Nuno Matos, the former HSBC and Santander executive, has been appointed as the new chief executive of Australian bank ANZ as it grapples with an investigation into alleged bond price rigging, and bad behaviour on its trading floor.
ANZ said on Monday that Matos, who was considered a leading candidate for the chief executive role at HSBC, would replace long-serving leader Shayne Elliott next year.
The move will mean Matos swapping one of the world’s biggest banks for Australia’s fourth-largest lender, which has retreated from international markets in recent years to focus on its domestic business.
Matos, formerly head of HSBC’s wealth and personal banking business, missed out on the top job to the group’s chief financial officer Georges Elhedery, who took over in September following Noel Quinn’s unexpected decision to retire.
The banker has spent almost a decade at HSBC, having joined from Santander in 2015, and held several roles within the bank, including CEO of its Mexico business and regional head of retail banking and wealth management in Latin America. Matos was appointed to lead the wealth and personal banking division after Charlie Nunn left HSBC to become chief executive of Lloyds Bank.
HSBC announced in August that Matos would leave the bank, putting him on the market for a new job, with the expectation that he would seek out a chief executive role elsewhere. Matos built a reputation for cutting costs within his division and was known as a demanding boss, according to former colleagues.
ANZ is the third of the “Big Four” Australian banks to replace its chief executive this year but the first to look past internal candidates for the role.
Under Elliott, who has been in charge for nine years, ANZ has withdrawn from international markets and grown its core domestic business, which included the A$4.9bn acquisition ($3.3bn) of rival Suncorp Bank, announced in 2022. The deal was the biggest move to consolidate the Australian banking sector since 2008.
However, ANZ is also the subject of an ongoing regulatory investigation into damaging allegations that the bank rigged the pricing on a government debt issue. The bank also admitted in July that it had provided incorrect data to the bond regulator last year.

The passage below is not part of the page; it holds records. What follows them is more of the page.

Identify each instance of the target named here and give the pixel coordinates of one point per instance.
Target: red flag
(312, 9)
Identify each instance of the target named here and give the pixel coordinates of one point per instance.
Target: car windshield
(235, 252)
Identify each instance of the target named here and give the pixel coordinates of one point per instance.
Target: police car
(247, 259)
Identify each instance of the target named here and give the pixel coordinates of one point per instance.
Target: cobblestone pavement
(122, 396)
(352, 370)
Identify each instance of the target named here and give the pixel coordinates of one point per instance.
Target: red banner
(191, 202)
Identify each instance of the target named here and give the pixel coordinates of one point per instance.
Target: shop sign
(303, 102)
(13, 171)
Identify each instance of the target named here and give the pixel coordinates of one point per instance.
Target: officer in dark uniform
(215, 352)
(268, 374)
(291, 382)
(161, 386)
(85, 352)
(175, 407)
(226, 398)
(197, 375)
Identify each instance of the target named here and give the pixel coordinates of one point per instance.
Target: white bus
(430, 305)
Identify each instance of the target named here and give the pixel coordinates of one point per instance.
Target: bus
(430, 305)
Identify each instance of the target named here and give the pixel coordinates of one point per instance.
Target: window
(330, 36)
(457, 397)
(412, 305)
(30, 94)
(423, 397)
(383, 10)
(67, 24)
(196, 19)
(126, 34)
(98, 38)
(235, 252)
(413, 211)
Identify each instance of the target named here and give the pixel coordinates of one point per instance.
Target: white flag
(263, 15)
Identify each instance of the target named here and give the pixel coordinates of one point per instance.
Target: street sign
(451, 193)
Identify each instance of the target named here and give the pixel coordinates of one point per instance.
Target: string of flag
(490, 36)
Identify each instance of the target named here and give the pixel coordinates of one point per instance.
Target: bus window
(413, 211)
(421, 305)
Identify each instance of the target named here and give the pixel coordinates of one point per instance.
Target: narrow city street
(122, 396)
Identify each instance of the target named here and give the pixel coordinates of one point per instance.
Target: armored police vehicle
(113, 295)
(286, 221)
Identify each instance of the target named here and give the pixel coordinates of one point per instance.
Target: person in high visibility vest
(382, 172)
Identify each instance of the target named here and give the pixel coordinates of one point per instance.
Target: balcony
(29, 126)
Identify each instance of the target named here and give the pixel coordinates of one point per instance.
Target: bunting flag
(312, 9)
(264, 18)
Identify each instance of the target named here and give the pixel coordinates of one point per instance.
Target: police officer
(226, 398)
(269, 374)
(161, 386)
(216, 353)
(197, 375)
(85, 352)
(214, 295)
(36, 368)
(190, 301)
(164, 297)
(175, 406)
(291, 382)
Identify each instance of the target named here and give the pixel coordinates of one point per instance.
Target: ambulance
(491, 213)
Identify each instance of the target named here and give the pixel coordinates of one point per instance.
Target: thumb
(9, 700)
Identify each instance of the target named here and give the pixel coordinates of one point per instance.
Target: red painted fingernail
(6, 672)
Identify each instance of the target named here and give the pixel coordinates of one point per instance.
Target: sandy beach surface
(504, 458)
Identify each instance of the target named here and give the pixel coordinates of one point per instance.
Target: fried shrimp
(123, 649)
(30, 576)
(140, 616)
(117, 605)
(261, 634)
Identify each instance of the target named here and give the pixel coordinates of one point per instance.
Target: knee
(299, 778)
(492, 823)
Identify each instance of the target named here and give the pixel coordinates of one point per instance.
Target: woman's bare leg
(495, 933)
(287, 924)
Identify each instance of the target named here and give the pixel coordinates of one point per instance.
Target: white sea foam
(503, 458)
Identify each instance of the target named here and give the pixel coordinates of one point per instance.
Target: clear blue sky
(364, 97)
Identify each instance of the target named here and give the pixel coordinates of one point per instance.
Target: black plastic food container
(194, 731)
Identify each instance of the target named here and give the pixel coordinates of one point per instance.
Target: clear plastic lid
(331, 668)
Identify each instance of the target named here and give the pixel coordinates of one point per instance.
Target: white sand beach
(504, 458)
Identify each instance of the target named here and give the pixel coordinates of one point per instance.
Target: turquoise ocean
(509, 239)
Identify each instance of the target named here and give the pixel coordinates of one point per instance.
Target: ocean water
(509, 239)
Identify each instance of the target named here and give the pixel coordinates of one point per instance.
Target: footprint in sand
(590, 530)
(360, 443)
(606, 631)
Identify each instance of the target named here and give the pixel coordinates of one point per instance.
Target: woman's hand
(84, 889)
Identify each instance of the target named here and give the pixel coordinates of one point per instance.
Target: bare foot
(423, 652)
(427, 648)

Three traders have left the bank this year, and another has been formally warned, due to being drunk in the office. Elliott has committed to a “drains-up” review of its culture and practices.
Matos, who will take over in July, will be charged with transforming ANZ’s culture while integrating Suncorp.
He will earn A$2.5mn a year, including pension, and is eligible for a potential short-term bonus up to that amount and a maximum long-term award of A$3.4mn.
ANZ shares fell 3.6 per cent on Monday morning.